Berlin, Dienstag 14:31 Uhr
    Paulus und Mele betraten den großzügigen, von moderner Eleganz geprägten Empfangsbereich des REFLEKTOR-Verlagsgebäudes.
    »Guten Tag«, sagte Paulus zu der Empfangsdame, die höchstens 25 Jahre alt sein konnte. »Wir möchten gern den Chefredakteur sprechen.«
    Die Frau runzelte die Stirn. »Haben Sie einen Termin?«
    Paulus schüttelte den Kopf. »Den haben wir nicht, aber wir haben Informationen, die ihn sehr interessieren dürften.«
    Das Gesicht der Frau füllte sich mit Skepsis. Wahrscheinlich kamen hier jeden Tag irgendwelche Spinner herein, die Ähnliches behaupteten. »Was für Informationen?«
    »Informationen über den Anschlag von Lourdes.«
    Die Frau lächelte milde. »Haben Sie unser aktuelles Heft nicht gelesen? Ich fürchte, Sie kommen zu spät. Wir haben bereits eine große Coverstory über den Anschlag gebracht.«
    »Wir haben neue Informationen, die die Sache in einem ganz anderen Licht erscheinen lassen.«
    Paulus glaubte sehen zu können, wie die Frau innerlich einen Gedanken formte: Verschwörungstheoretiker. »Es tut mir leid, aber der Chefredakteur hat den ganzen Tag Termine. Am besten, Sie schicken Ihre Informationen per E-Mail an die Redaktion. Die Adresse finden Sie im Internet.«
    Zeit, ihren Trumpf auszuspielen. Paulus nickte Mele zu.
    »Und wir haben das hier«, sagte sie und legte einen zerknitterten Zettel mit arabischen Schriftzeichen auf den Empfangstresen. Paulus hatte kurz zuvor im Internetcafé mit Kugelschreiber eine Sure aus dem Koran vom Bildschirm auf ein leeres Blatt kopiert, das Papier in der Hand zerknittert, auf dem Gehweg in den Schmutz getreten und dann notdürftig wieder geglättet.
    Als die Frau danach greifen wollte, zog Mele den Zettel wieder zurück. »Tut mir leid, aber das zeigen wir nur dem Chefredakteur.«
    »Woher haben Sie das?«, fragte die Empfangsdame, nun in einem anderen Tonfall.

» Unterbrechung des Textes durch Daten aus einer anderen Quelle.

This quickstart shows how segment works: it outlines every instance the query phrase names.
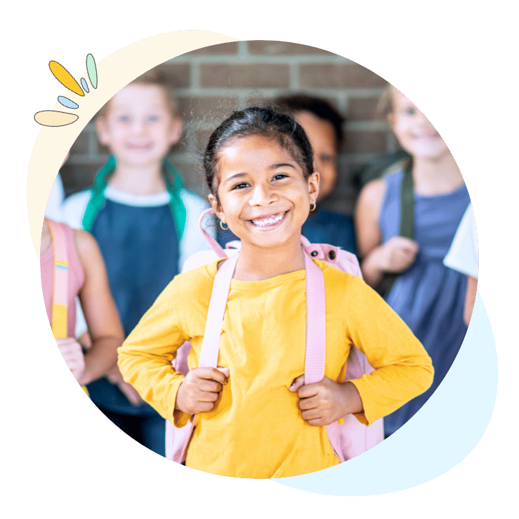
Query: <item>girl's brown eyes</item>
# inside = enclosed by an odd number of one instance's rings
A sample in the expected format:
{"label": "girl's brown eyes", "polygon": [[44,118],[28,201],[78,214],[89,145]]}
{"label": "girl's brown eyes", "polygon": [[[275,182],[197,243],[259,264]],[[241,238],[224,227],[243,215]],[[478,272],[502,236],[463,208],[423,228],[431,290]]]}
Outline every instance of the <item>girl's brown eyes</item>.
{"label": "girl's brown eyes", "polygon": [[[282,180],[282,179],[287,178],[288,176],[289,176],[285,173],[278,173],[277,175],[275,175],[275,176],[273,178],[273,180]],[[250,185],[251,185],[248,182],[240,182],[239,184],[233,185],[233,188],[231,188],[231,191],[235,189],[243,189],[244,188],[246,188]]]}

    »Wir waren dort«, sagte Mele. »Wir haben die Angreifer gesehen. Sie haben das hier zurückgelassen.« Sie hielt den Zettel hoch wie eine verlockende Belohnung.
    Die Frau wirkte jetzt angemessen beeindruckt. »Warten Sie bitte einen Moment, ich werde jemanden rufen, dem Sie Ihre Geschichte erzählen können.« Sie wählte eine Nummer auf ihrer Telefonanlage. »Jan? Kommst du mal bitte? Hier sind eine Dame und ein Herr, angeblich Augenzeugen von Lourdes … Ja, ich weiß. Aber sie sagen, sie haben ein Bekennerschreiben gefunden … Ja, ist gut.« Sie wandte sich an Paulus und Mele. »Sie werden gleich abgeholt. Wenn Sie möchten, nehmen Sie einen Augenblick dort drüben Platz.« Die Empfangsdame wies auf eine helle Ledergarnitur.
    Fünf Minuten später öffnete sich die Fahrstuhltür, und ein Mann in den Vierzigern mit schütterem, leicht angegrautem Haar trat heraus. Er trug einen verwaschenen Pullover, Jeans und Turnschuhe. Der Chefredakteur war das nicht, aber damit hatte Paulus auch nicht gerechnet.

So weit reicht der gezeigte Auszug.